Pandav, software-house sviluppatrice di iBART, ha annunciato d’aver rilevato (nella zona di San Francisco) tra le statistiche d’uso dell’applicazione, la presenza di un nuovo dispositivo: iPhone 3,1. Si tratta sicuramente del codice interno del prossimo iPhone che presumibilmente sarà presentato la prossima estate: Apple ha quindi già cominciato i primi test.
La stessa cosa accadde per il dispositivo che poi, 8 mesi più tardi, tutti abbiamo conosciuto come iPhone 3GS: all’epoca si trattava di iPhone 2,1. Al momento non si hanno notizie circa le nuove possibili caratteristiche, sia hardware che software, tuttavia c’è già un primo sentore in merito al processore.
Analizzando i precedenti codici interni degli iPhone passati è possibile notare che ogni qualvolta è stato cambiato il processore, il codice interno ha subito un’incremento di 1 in tutti gli altri casi l’incremento è stato operato solo sulla prima cifra decimale. Così se l’attuale iPhone 3GS corrisponde a iPhone 2,1 ed il nuovo ad iPhone 3,1 non è azzardato pensare ad una CPU tutta nuova: più potenza computazionale per nuove funzionalità.
La domanda sorge spontanea: ancora Samsung oppure per la prima volta Apple impiegherà i suoi PA Semi?
aenaryon
29 nov 2009 - 13:02 - #1intanto potrebbe integrare una miglior batteria magari da 1500mah
una miglior antenna e migliori altoparlanti.
poi il resto puo anche andar bene
markk0
29 nov 2009 - 13:05 - #2dichiaro ufficialmente aperti i deliri sul prossimo iPhone.
scatenate l’inferno!
marcossss
29 nov 2009 - 13:40 - #3dichiaro ufficialmente aperte le noiose esternazioni di chi vorrebbe parlare dei prodotti solo quando sono sugli scaffali e che non capisce che il prodotto evolve.
per cui molti rumor che poi non si realizzano sono corretti nell’epoca in cui sono usciti, ma il progetto di sviluppo ha poi solo cambiato direzione.
scatenate la noia…
estatolui
29 nov 2009 - 14:37 - #4➔ aenaryon
O_o quoto!!!!
markk0
29 nov 2009 - 16:51 - #5gli unici che possono parlare con cognizione di causa dei prodotti che verranno, sono coloro i quali li stanno sviluppando.

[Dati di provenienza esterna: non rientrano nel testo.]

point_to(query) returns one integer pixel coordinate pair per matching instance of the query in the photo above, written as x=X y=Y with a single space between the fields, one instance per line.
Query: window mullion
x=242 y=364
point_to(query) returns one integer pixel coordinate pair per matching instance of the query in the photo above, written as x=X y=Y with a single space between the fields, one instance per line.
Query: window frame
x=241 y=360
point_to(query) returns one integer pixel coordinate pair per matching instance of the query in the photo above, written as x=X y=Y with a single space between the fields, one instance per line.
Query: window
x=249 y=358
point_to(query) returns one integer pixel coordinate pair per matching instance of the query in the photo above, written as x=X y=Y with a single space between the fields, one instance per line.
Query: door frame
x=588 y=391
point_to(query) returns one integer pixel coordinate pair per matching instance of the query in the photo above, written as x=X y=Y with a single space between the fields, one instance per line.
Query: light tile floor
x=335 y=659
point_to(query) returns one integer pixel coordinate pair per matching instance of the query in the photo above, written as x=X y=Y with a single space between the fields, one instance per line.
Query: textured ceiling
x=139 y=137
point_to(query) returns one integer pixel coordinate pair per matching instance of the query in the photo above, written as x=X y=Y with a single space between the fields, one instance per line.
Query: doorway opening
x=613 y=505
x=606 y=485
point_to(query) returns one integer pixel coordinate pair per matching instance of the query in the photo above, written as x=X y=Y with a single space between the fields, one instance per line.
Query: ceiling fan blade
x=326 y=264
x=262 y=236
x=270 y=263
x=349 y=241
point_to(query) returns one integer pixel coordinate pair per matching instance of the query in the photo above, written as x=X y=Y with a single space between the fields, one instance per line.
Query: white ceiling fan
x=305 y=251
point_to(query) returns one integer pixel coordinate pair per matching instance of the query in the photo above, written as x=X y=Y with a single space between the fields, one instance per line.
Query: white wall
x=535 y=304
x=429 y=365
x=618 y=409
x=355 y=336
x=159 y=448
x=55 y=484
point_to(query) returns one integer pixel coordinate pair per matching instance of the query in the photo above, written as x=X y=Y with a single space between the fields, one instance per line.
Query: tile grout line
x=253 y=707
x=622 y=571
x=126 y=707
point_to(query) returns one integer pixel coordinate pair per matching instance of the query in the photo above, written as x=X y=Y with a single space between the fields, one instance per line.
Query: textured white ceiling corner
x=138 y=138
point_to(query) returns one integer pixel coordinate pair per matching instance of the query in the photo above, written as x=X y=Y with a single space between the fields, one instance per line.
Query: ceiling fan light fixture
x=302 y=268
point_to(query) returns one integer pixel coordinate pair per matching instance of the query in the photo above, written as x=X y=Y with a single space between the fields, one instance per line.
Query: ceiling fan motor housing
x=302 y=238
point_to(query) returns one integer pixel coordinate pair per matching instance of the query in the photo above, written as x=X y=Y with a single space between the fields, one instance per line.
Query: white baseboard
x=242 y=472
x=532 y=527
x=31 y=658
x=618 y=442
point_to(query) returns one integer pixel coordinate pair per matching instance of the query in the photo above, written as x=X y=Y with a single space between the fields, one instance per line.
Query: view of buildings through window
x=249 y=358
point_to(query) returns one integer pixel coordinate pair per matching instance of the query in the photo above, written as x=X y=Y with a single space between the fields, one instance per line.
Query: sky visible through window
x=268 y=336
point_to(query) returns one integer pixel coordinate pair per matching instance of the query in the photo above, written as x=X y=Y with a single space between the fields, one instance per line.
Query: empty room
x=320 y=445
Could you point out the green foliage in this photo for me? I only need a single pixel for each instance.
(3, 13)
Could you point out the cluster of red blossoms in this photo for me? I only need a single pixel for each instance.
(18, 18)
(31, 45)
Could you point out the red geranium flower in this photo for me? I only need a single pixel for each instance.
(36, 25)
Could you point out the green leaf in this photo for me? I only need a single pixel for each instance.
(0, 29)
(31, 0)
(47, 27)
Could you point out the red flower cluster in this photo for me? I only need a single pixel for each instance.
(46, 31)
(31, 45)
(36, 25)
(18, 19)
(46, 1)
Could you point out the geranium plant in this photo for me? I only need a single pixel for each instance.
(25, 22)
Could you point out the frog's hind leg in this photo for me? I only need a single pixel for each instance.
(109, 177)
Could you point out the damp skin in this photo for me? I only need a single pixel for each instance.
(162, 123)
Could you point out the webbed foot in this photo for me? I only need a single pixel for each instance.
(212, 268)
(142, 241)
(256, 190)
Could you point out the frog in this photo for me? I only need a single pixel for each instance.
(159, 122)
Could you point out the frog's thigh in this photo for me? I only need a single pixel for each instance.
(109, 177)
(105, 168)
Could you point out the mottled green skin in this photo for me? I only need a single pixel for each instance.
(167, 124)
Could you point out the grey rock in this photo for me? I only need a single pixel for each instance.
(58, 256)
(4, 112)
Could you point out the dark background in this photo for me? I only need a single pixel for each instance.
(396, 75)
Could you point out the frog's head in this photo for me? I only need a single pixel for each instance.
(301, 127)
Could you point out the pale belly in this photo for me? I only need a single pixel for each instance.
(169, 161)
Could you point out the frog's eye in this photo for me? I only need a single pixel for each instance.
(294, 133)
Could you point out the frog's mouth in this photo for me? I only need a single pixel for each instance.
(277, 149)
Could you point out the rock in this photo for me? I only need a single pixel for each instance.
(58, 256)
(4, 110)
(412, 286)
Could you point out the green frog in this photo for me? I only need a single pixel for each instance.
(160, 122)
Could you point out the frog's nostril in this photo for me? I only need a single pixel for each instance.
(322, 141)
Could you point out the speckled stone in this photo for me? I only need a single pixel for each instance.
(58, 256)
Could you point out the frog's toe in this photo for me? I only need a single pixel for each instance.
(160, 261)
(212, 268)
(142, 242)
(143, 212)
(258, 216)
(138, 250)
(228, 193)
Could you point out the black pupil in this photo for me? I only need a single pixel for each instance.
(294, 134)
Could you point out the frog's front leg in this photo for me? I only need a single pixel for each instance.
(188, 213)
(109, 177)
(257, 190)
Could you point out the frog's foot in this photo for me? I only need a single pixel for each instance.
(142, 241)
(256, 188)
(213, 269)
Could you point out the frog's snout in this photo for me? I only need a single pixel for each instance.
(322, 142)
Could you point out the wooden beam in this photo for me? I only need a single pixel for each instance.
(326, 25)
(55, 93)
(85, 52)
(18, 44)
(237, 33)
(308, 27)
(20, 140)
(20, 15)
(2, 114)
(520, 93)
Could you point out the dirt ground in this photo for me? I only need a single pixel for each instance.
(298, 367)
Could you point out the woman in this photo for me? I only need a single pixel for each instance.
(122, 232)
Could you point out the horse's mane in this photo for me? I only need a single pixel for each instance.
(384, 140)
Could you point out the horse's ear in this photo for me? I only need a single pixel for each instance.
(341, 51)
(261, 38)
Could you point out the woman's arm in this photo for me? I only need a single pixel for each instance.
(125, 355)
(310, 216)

se vengono a parlare loro, sono disposto ad ascoltare, se invece devo ascoltare le stupidaggini di tutti i bimbiminkia che passano di qua, allora è un altro paio di maniche.
resta poi da capire cosa ne sa il bimbominkia generico medio di evoluzione di un prodotto…
…comunque, visto che vi basta poco per divertirvi, buon pro vi faccia, e ricordatevi di fare i compiti, che domani è giorno di scuola.
fledermaus
29 nov 2009 - 18:20 - #6@marcosss
Quindi le indiscrezioni (ma è così difficile usare l’italiano invece dell’inglese quando vi sono traduzioni esatte?) che saltano fuori sui vari tablet, iPhone nano, iPhone XG e quant’altro sono per definizione vere ed attendibili? Ma per favore…
Come dice giustamente markk0, se le indiscrezioni e/o rivelazioni non provengono dalla fonte sono soltanto “non-informazione”.
Poi se volete farvi le pippe e “scaldare le carte di credito” fantasticando su un fantomatico tablet fate pure, ma non venitemi a dire che quel tipo di discussione è valido tanto quanto un comunicato stampa.
E poi scusa: è cosa ovvia, palese e lampante che “il prodotto evolve“; non per questo si deve passare l’intervallo di tempo fra l’uscita di un modello di iPhone e quella del suo successore a sparare ipotesi, spesso infondate, su “quale sarà la killer-app del nuovo iPhone?” “Mah, secondo me è molto probabile che sarà un dispositivo per fare il caffè macchiato”
tbwp
29 nov 2009 - 19:22 - #7markk0
devi ascoltare? devi? devi? ma chi te lo impone. se uno scrive e tu leggi sei TU che VUOI leggerli…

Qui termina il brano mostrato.